While staying hydrated is essential, it’s equally important to be an active listener to your body’s signals, especially during hot weather workouts. Push yourself, but prioritize safety. Here are some red flags to watch out for:

  • Dizziness, lightheadedness, or feeling faint: These indicate a potential drop in blood pressure or blood flow to the brain, often due to dehydration or overheating.
  • Nausea or vomiting: This can be a sign that your body is struggling to cope with the heat and exertion.
  • Headache: A throbbing headache can be a warning sign of dehydration or heat stress.
  • Muscle cramps: Painful muscle cramps can be caused by electrolyte imbalances or dehydration.
  • Chills or feeling extremely cold despite the heat: This can be a paradoxical reaction to heat exhaustion and shouldn’t be ignored.

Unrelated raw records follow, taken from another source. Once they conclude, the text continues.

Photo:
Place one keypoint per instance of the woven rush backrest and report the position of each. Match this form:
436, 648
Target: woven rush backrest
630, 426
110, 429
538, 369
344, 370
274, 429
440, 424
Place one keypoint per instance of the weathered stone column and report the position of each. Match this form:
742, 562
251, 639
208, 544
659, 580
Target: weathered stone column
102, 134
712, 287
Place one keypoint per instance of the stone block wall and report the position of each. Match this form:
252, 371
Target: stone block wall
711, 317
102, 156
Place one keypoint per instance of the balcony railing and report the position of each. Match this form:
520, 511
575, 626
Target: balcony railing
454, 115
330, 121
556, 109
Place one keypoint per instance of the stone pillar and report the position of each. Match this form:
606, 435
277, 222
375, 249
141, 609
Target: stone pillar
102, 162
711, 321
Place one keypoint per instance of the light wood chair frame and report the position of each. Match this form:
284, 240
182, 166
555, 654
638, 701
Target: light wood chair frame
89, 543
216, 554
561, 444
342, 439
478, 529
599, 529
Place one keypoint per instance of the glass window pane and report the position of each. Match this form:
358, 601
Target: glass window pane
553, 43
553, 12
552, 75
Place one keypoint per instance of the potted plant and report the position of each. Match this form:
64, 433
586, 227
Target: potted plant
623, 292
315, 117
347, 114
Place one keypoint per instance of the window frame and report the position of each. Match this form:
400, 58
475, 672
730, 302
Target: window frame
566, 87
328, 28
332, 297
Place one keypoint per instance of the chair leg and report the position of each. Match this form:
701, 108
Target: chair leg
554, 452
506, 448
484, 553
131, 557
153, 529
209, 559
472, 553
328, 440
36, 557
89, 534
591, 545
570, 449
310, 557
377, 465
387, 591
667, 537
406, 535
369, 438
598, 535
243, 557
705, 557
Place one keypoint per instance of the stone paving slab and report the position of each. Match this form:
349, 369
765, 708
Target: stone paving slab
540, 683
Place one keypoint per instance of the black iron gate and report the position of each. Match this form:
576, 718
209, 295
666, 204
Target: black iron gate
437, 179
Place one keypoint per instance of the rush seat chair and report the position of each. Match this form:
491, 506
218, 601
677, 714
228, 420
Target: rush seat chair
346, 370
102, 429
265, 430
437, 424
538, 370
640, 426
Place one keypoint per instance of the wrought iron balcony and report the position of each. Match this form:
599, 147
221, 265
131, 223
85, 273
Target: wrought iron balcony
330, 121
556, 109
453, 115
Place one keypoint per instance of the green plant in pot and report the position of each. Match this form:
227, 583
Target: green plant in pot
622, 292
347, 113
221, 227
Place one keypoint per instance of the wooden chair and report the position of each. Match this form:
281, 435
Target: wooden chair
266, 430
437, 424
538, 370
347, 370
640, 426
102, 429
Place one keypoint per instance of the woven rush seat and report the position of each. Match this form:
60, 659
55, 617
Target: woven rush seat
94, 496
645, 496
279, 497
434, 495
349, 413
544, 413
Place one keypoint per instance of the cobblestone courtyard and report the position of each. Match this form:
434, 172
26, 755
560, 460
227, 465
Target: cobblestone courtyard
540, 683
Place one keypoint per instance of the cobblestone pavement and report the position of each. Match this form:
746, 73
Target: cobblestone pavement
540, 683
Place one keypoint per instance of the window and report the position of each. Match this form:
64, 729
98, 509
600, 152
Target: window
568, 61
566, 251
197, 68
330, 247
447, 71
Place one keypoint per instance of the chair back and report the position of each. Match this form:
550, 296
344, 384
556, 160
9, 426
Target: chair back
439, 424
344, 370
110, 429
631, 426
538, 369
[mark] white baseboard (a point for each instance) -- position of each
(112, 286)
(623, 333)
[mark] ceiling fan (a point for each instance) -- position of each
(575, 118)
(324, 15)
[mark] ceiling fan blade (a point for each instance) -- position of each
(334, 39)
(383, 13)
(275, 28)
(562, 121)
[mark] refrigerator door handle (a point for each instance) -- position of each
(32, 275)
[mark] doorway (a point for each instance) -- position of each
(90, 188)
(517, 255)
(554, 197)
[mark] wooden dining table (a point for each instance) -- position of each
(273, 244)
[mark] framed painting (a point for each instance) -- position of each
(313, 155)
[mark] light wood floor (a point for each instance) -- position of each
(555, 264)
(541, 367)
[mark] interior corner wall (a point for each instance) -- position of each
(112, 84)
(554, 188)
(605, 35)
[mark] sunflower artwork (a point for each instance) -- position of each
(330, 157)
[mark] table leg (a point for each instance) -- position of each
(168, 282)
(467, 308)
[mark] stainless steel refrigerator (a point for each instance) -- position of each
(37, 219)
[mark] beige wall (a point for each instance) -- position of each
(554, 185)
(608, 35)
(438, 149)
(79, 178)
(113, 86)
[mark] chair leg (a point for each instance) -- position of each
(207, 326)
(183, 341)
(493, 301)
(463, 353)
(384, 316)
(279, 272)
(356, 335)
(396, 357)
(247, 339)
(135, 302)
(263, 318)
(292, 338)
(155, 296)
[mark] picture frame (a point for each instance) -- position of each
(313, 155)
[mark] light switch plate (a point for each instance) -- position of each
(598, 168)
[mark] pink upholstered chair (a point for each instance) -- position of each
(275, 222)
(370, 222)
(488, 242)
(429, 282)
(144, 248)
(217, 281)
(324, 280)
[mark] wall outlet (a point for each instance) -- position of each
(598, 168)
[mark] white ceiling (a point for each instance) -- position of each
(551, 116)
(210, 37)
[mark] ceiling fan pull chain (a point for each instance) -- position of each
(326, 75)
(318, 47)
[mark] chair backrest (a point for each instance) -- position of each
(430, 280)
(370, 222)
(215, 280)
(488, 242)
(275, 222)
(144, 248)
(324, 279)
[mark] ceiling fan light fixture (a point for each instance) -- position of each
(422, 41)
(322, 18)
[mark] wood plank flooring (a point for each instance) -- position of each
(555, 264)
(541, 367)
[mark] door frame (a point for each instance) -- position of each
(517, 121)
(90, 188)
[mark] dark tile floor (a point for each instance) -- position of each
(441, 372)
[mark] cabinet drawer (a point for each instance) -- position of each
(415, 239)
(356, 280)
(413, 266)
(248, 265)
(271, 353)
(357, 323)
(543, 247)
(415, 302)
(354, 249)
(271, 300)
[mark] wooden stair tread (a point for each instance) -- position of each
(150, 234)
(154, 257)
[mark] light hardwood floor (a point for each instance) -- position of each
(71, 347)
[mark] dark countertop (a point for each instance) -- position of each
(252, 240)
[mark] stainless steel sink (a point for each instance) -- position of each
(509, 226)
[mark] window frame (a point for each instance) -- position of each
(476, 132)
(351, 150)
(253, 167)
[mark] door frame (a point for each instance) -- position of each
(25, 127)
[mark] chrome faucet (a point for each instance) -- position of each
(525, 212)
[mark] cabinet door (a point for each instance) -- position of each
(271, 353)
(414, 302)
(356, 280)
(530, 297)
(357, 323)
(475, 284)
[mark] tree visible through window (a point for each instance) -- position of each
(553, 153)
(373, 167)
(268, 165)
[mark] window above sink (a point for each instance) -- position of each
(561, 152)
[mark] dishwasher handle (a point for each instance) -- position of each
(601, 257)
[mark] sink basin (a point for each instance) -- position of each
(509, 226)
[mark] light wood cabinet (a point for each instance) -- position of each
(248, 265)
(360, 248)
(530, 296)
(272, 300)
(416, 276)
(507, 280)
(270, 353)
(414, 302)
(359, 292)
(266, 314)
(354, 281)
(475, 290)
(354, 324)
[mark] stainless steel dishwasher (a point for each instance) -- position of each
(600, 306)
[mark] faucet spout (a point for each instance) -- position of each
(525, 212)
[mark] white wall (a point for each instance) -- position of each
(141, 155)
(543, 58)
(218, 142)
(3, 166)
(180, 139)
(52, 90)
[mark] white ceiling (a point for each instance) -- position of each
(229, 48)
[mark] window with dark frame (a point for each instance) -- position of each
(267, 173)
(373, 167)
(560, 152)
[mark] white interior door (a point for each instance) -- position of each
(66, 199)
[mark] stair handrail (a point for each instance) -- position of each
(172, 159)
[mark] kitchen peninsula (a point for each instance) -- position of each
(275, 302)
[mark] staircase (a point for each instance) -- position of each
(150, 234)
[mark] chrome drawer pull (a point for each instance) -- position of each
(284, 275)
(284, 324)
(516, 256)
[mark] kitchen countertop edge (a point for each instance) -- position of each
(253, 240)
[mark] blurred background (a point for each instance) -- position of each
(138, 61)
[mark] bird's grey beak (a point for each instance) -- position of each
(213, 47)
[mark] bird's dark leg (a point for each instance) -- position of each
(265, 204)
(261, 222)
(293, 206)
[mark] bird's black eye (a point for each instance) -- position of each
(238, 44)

Taking Action When You Feel Off:

If you experience any of these symptoms, stop your workout immediately. Don’t try to push through it. Here’s what to do:

  • Move to a cool, shaded area: Get out of direct sunlight and find a place to cool down.
  • Hydrate aggressively: Replenish fluids by sipping on cool water or an electrolyte drink.
  • Loosen clothing and remove layers: This allows for better heat dissipation.
  • Apply cool cloths to your skin: Wet a towel with cool water and place it on your forehead, neck, or groin area.
  • Consider fanning yourself: If available, use a fan or create airflow to promote cooling.

Seek Medical Attention When Needed:

If symptoms persist after taking these measures, or if you experience:

  • Confusion or altered mental state
  • Loss of consciousness
  • Seizures
  • Very high body temperature (above 103°F or 39.4°C)

Seek immediate medical attention. Heat stroke is a serious medical emergency and requires prompt treatment.

Remember: It’s always better to err on the side of caution. Shortening your workout or taking a break is a small price to pay for preventing heat-related illness. By being mindful of your body’s signals and taking action when needed, you can ensure safe and enjoyable summer workouts.

Acclimatize Gradually

If you’re just starting an exercise routine as the weather heats up, take it slow at first. Your body needs time to adjust to working out in the heat and humidity. Gradually increase the duration and intensity of your workouts over 1-2 weeks.

Find an Indoor Option

On dangerously hot and humid days, it’s best to take your workout indoors to an air-conditioned gym or shaded area. You can also look for indoor pools or try home workout videos until the heat wave passes.

Staying active is important, but your health and safety should be the top priority during the scorching Philippine summer. Listen to your body, take proper precautions, and don’t push yourself too hard in extreme heat. With some preparation, you can keep up your fitness routine all season long.